Society
A mountain reserve shows the way to effective conservation
Updated: 2011-04-19 08:47
By Chen Liang and Li Yingqing (China Daily)
Talk to any nature reserve manager in China and you are likely to hear the same old complaints of poaching, logging and mining by local communities.
Ai Huaisen, director of Gaoligong Mountain National Nature Reserve's Baoshan Administration in Yunnan province, is an exception. Although there are 31 villages under his jurisdiction, he says that they pose no threat to his conservation efforts.
Ai and his colleagues helped establish the country's first farmers' association for biodiversity conservation in Baihualing village in Baoshan, in 1993.
In 2005, they started an association for the protection of indigenous crafts, such as traditional paper making, in Xingzhuang village, Tengchong county; and in 2006, along with Nankang village in Tengchong, built a society for protecting hoolock gibbons.
The reserve has also supported 28 neighboring communities to establish similar organizations.
Besides promoting an awareness of the need for environmental protection, these grassroots organizations have helped improve local people's livelihoods, Ai says in his office in Baoshan. This has reduced the incidence of poaching and logging and conflicts between the reserve and surrounding villages are rare, he says.
His department has now shifted its focus to the targets of its conservation efforts, the area's fauna and flora, he says.
Stretching along the China-Myanmar border as the watersheds of the Nujiang (Salween) and Irrawaddy rivers, the Gaoligong Mountain reserve is known for its rich biodiversity, "unmatched by any of the country's nature reserves", according to the official.

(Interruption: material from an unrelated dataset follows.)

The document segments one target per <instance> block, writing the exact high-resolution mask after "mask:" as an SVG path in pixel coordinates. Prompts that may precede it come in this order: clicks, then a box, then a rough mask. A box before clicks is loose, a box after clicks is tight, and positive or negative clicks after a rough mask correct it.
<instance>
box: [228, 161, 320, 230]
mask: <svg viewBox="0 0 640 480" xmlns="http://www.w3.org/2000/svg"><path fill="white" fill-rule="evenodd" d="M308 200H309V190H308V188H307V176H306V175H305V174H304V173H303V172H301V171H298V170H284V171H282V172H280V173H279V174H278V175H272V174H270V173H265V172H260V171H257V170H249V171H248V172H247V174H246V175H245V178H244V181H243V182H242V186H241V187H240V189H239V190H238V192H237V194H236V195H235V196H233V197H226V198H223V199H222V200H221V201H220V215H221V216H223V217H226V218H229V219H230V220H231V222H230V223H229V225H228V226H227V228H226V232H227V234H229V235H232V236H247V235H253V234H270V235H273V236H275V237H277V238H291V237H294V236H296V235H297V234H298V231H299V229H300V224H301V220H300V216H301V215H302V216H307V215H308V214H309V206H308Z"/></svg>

Founded in 1986, its 405,500 hectares sit at an elevation of nearly 5,000 meters. Yunnan's largest nature reserve, it hosts 10 ecosystems and is home to nearly 5,000 native plant species, at least 150 types of mammals and more than 400 bird species.
"Of 24 primate species distributed in the country, eight can be found in our reserve," Ai says.
But he admits, "we actually know little about them".
"This is common among all reserve managers. We have spent too much time battling the people living near the reserves, and too little learning about the targets of our efforts."
Since 2004, his department has been putting more resources and facilities into surveying, monitoring and research. Dozens of books on the mountain range's fauna and flora have been published.
Ai and his colleagues say they now see encouraging signs of better conservation.
The habitat of the hoolock gibbon, one of the country's most endangered animals with an estimated population of about 200 distributed exclusively in the mountain range, has begun to expand in the reserve, says Ai, who is also a zoologist.
The red panda, usually difficult to spot below 2,800 meters, has been seen in areas as low as 1,900 meters above ground.
Meanwhile, the slow loris seems to be moving to higher ground, he says. "The small monkeys used to be seen only in areas below 1,000 meters," he says. "Now they can be seen at levels as high as 1,700 meters and have become common at 1,500 meters."
The impact of these changes, Ai says, needs to be further researched. "We are now ready for scientific conservation," he says.